Considérant que, dès lors que les propriétaires des parcelles cadastrées ZB nos 60, 61 et 63, faisant usage du droit que leur confèrent les dispositions de l’article R. 213-10 du code de l’urbanisme, ont renoncé, implicitement ou explicitement, à l’aliénation de ces parcelles, empêchant ainsi la communauté urbaine de les acquérir, l’urgence ne peut plus être regardée comme remplie au profit de l’acquéreur évincé que si celui-ci fait état de circonstances caractérisant la nécessité pour lui de réaliser immédiatement le projet envisagé sur ces parcelles ; qu’en l’espèce, il ne ressort pas des pièces du dossier que la réalisation de son projet de lotissement par la SOCIETE ATLANTIQUE TERRAINS revêtirait un caractère d’urgence justifiant la suspension des décisions du président de la communauté urbaine de Nantes des 8 août et 21 novembre 2002 relatives à ces trois parcelles ; que, par suite, et sans qu’il soit besoin de se prononcer sur l’existence d’un moyen propre à créer un doute sérieux sur la légalité de ces décisions, la demande de la SOCIETE ATLANTIQUE TERRAINS tendant à la suspension de ces trois décisions doit être rejetées ;

En ce qui concerne la requête n° 254837 dirigée contre l’ordonnance du 19 février 2003

Considérant que, dès lors que par la présente décision il est fait droit aux conclusions de la requête de la SOCIETE ATLANTIQUE TERRAINS tendant à l’annulation de l’ordonnance du 27 mars 2003 par laquelle le juge des référés a rejeté sa demande de suspension des quatre décisions de préemption en cause, les conclusions de la même société tendant à l’annulation de l’ordonnance du 19 février 2003 ayant rejeté une précédente demande identique sont devenues sans objet ;

En ce gui concerne les conclusions tendant à l’application des dispositions de l’article L. 761-1 du code de iustice administrative

Considérant qu’il y a lieu, dans les circonstances de l’espèce, de faire application des dispositions de l’article L.761-1 du code de justice administrative et de condamner la communauté urbaine de Nantes à payer à la SOCIETE ATLANTIQUE TERRAINS une somme de 2 000 euros au titre des frais exposés par elle et non compris dans les dépens ;

D É C I D E :

Article 1er : L’ordonnance du juge des référés du tribunal administratif de Nantes en date du 27 mars 2003 est annulée.
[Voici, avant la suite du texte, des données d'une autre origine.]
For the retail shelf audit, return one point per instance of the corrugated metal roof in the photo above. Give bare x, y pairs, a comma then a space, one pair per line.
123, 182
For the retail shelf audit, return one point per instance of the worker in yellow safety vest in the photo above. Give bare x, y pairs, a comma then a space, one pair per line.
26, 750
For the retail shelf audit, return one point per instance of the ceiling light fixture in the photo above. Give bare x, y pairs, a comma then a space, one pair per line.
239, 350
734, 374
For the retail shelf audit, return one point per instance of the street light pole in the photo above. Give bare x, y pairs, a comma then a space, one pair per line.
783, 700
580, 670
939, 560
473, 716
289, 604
Article 2 : L’exécution de la décision en date du 8 août 2002 par laquelle le président de la communauté urbaine de Nantes a fait usage du droit de préemption de la communauté urbaine sur la parcelle cadastrée ZB n° 62 est suspendue.

Article 3 : Il n’y a pas lieu de statuer sur les conclusions de la requête n° 254837 tendant à l’annulation de l’ordonnance en date du 19 février 2003.

Article 4 : Le surplus de la demande présentée par la SOCIETE ATLANTIQUE TERRAINS au juge des référés du tribunal administratif de Nantes est rejeté.

Article 5 : La communauté urbaine de Nantes versera à la SOCIETE ATLANTIQUE TERRAINS la somme de 2 000 euros au titre de l’article L. 761-1 du code de justice administrative.

Article 6 : La présente décision sera notifiée à la SOCIETE ATLANTIQUE TERRAINS, à la communauté urbaine de Nantes et au ministre de l’équipement, des transports, du logement, du tourisme et de la mer.